Something changed in my sister when the moths did not arrive. As though her entire view of the world shifted when she realized that our mother's soul was not going to leave this house. That she is trapped here, and we are still trapped by her. I do not know if we have souls. Lucille says we must, for otherwise what would be the difference between a corpse and a living being? I have never thought about this much. But at the same time, she has said that there is no hell, for what could be worse than our father? And heaven would be anywhere but here. Where, then, do souls go when they leave us and why are they not cluttering up the world? Or do they cycle back into new babies with each birth?

They will take us from one another for certain if they find out. Possibly if they don't. Thinking that they will leave two young people- fourteen and twelve- alone in a manor such as this, is foolish. They will separate us, and then what will she do?

1879- Entry 4

They know. The cook found her. And everyone knows we were the only people in the house when it happened. They likely suspect us both. Would they believe that it was not me as well? And was it? Lucille defends herself through lies. This is a pattern, I have seen it. If something happens and she cannot fathom it, she goes backward until there is an action not her fault and rebuilds the story from there. Other people are always to blame, no matter now untrue.

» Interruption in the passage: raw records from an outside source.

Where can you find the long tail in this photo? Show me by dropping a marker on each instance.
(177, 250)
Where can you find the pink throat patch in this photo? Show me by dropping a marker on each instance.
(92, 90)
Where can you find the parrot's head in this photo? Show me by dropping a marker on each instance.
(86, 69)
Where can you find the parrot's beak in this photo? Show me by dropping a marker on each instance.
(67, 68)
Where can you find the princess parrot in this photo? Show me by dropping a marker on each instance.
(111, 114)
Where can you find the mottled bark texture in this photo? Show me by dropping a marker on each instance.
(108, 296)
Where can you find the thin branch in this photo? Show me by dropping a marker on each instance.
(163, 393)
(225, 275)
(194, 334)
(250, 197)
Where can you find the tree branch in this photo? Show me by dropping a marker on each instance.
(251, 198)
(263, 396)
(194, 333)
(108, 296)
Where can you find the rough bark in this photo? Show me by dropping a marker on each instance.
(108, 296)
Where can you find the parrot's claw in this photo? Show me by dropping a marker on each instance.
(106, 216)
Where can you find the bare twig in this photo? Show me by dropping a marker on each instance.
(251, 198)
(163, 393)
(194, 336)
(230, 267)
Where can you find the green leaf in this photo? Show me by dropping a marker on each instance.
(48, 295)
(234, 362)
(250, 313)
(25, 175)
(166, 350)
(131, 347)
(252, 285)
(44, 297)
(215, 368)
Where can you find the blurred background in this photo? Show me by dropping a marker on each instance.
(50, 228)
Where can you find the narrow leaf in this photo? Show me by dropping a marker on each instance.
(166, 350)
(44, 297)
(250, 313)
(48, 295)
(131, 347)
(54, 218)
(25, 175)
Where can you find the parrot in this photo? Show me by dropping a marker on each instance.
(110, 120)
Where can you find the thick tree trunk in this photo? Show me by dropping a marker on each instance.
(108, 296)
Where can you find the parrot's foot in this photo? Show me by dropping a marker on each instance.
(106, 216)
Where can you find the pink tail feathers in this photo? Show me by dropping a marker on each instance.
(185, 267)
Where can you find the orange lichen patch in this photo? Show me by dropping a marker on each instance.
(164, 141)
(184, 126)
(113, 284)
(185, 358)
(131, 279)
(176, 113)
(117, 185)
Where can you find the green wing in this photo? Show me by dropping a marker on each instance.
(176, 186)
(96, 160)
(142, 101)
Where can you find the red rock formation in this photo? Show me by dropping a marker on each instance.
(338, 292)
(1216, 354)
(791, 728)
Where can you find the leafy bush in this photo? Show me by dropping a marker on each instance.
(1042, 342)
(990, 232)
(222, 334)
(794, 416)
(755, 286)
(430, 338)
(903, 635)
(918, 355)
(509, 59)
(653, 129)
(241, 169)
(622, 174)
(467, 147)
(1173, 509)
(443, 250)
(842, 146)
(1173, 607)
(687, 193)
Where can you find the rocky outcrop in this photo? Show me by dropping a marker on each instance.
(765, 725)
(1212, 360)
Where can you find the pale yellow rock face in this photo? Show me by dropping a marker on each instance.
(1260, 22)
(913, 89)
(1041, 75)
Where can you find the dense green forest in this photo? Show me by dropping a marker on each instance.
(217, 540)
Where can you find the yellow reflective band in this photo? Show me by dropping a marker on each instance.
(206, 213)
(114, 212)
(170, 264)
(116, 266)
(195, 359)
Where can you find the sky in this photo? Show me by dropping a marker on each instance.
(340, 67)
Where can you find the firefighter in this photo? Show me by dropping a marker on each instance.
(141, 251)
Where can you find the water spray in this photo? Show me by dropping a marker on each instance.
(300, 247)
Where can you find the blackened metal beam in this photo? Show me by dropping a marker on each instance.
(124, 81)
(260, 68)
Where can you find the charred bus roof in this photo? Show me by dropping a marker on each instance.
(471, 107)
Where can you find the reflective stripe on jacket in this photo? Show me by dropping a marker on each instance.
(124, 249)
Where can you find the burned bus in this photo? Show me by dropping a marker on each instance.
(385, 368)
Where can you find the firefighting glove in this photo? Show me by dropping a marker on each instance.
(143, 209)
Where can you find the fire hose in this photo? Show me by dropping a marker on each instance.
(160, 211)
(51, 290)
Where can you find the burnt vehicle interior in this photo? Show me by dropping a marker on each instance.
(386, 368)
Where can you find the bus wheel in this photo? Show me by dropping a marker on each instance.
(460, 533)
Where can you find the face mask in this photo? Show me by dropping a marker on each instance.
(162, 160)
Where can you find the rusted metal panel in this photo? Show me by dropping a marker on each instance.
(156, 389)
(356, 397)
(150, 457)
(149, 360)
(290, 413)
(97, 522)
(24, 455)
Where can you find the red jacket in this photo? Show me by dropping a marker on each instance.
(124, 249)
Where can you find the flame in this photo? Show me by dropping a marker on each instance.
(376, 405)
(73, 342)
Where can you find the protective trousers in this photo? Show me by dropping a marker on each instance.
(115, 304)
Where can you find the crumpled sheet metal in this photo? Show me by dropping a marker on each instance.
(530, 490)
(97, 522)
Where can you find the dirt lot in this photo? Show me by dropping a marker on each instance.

They are sending her to an asylum. Some place they think she might recover from whatever it is that caused her to kill Mother. I think they know that our lives here were brutal and she was not entirely unjustified. Otherwise, she would hang.

As would I. But instead they are sending me to Aunt Florence, my mother's sister. I am not sure she will want me in her house, knowing my sister has killed hers. Perhaps she will be kinder in her rejection than her sister.

1879- Entry 5

Boarding school. She is sending me to boarding school. But I cannot complain- there will be time to think, time to read. It will be calm and warm. And perhaps someday, I will see Lucille again. I hope she is faring well in the asylum and they are not too cruel to her there.

I hope they are not too cruel at the school. But how could they be worse than my own father? If they are terrible, it will still seem like relief after years of living with our parents.

The semester has already started, but I will be attending Saint Andrew's by the end of the month.